The Lewiston City Council voted 5–2 to approve a $250,000 loan to Milltown Sports and Entertainment LLC to support the company’s planned purchase and operation of the city’s Coliseum.
Interim Director Blaise presented the financing package as gap financing intended to preserve community uses at the Coliseum and to limit the city’s exposure. “This is the down payment, essentially. This is part of the closing,” Director Blaise said, describing a 14‑year, 0% loan to be funded from the city’s economic reserve and supplemented by private and seller financing.
Councilors pressed staff on the loan’s security and underwriting. Councilor Nagy asked whether inspections could trigger acceleration of repayment and sought clarity on the loan’s security instrument; Director Blaise said the collateral is personal property assessed in the packet at roughly $680,000 and that the city would be second lienholder behind the current owner. “We’re the second lienholder,” Blaise said. Councilor Nagy highlighted that the loan had a split vote at the Loan Qualification Committee and asked for the committee’s numeric result; Blaise responded the committee’s vote was 3 in favor, 1 opposed and 1 excused.
Skeptics described the arrangement as thinly secured. Councilor Martel said she viewed the request as “an entirely unsecured $250,000 loan” and questioned whether the equipment offered as collateral would cover losses in default. Councilor Chittum said, “Purely financially, it’s not a good deal for the city,” but added he would support the loan on the grounds that it preserves the city’s access to parking and community uses at the Coliseum.
Staff said the loan is intended as gap financing that keeps the city at the table as a community partner and preserves ongoing uses such as high‑school hockey and school parking. Director Blaise told the council the package combines private investment and a seller note; he said T & M Investments would provide a larger loan and waive a formal appraisal in support of the transaction.
Councilors also requested further legal editing of documents and clarification of funding sources referenced in attachments: a job‑creation attachment incorrectly named federal CDBG language that staff agreed to correct. Several councilors asked that any final approvals be contingent on updated and finalized legal documents.
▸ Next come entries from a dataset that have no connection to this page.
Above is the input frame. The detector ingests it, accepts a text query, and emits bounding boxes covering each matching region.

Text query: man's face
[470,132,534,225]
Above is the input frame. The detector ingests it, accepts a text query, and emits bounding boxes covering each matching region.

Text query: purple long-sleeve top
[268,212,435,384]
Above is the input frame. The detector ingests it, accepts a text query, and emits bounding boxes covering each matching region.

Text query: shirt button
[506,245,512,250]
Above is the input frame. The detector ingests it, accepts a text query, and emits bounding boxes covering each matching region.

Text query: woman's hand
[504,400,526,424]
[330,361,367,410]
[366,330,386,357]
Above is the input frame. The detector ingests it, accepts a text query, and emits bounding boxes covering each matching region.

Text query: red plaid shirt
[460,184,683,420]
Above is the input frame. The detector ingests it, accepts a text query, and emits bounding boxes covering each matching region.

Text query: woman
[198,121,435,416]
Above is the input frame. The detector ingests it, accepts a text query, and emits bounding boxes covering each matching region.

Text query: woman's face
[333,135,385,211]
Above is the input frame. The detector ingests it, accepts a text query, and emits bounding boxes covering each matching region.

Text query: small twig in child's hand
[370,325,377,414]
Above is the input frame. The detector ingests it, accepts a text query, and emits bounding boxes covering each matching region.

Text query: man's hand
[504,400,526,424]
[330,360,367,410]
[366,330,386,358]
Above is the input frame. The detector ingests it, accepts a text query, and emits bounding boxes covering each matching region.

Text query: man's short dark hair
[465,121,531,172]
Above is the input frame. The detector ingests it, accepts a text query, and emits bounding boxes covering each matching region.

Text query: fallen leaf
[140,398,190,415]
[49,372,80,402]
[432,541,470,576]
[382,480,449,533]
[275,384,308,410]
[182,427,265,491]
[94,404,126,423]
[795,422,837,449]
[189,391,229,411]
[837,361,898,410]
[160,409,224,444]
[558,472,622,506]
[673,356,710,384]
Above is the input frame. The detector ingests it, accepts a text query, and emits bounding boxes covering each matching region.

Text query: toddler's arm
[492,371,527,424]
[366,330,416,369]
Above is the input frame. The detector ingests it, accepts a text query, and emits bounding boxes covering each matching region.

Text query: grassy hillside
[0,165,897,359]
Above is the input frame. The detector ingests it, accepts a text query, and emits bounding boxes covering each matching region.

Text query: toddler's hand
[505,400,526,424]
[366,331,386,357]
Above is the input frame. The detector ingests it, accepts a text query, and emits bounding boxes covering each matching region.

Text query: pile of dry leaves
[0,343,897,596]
Before the vote, the clerk polled the wards and the motion passed to adopt the loan by a vote of 5 to 2. The council also earlier voted to postpone indefinitely a separate financial‑guarantee order tied to the Coliseum acquisition on a 6‑1 vote.
The council directed staff to finalize legal documents and noted that if the private partners proceed without the city the city could lose preferential access to parking and programming at the facility. Staff said they would return final signed documents and that legal counsel had reviewed the package but additional edits were expected prior to closing.